There hasn’t been an interesting mystery adventure program on network television since lost ended in 2010. A few series have attempted to tap into the LOST vibe and ABC seems to be trying again. “The River” has promised to be one of the most interesting new television series.
Each episode in the series so far has chronicled the supernatural phenomenon encountered by the main cast members who have located and salvaged Dr. Cole’s ship: the Magus. Fortunately, the entire vessel is a mobile studio used in the production of Cole’s television program “The Undiscovered Country”. The ship’s numerous fictional cameras provide a plausible excuse for some The River’s interesting production techniques. ABC has been promoting the series as being from the producer of Paranormal Activity. His security camera/found footage production style is apparent in some of the unusual camera angles.
If you have been following the series you’ve probably seen enough to know that the search is nearly over and yes, they find Emmet Cole.
I don’t know if you’re ready for this but … He was inside some kind of gross cocoon at an abandoned research facility this whole time, hiding from zombies.
ZOMBIES? A COCOON! are you serious? Whatever. Do you know what to do when the audience is getting bored with your weak-ass plot? You add zombies. I guess nothing distracts an audience from a dead story faster than the undead.

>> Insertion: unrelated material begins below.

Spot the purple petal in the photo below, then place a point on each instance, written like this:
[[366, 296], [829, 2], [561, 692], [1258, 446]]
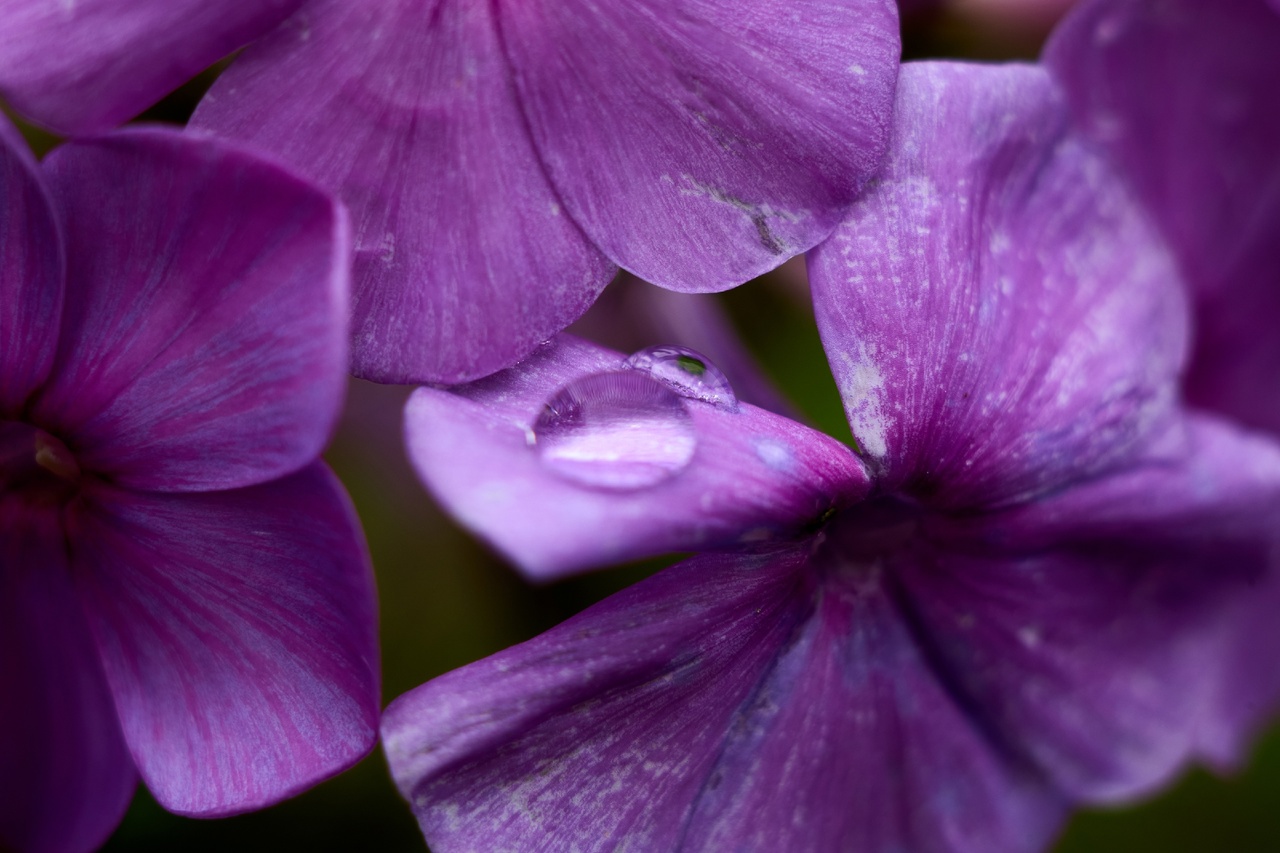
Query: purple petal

Emmet spent months searching the rain forest for an ancient tribe who believed themselves to be angels. Do you know how ardently they believed this angel business? Members of the tribe have distinctive scars on their backs where they symbolically cut of their wings. You know… because they were angels.
Last episode we learned that after collapsing in the rain forest, Emmet was delivered to some kind of research facility by the very tribe he had been searching for. That’s Irony. Tess and the crew of the Magus followed clues on Emmet’s video diary to find the facility, but something had gone seriously there. The scientists thought they could isolate a gene sequence from the local tribe and turn it into a cure for cancer. Well as luck would have it, it doesn’t cure cancer. it turns people in zombies.
Throughout the season a mysterious member of the expedition, a German called Kurt has been seen using a laughably large satellite phone. It turns out he’s been dialing local. Kurt’s fiancé had been posing as a security consultant inside the research center. When the researchers find the gene sequence they’ve been searching for, she shoots up the laboratory because “she cannot allow their research to leave this place.” She assaults the scientists and inadvertently unleashes a localized zombie apocalypse.
The River is almost over and you should watch the finale, unless of course you’re busy hiding from zombies in a gross slimy cocoon.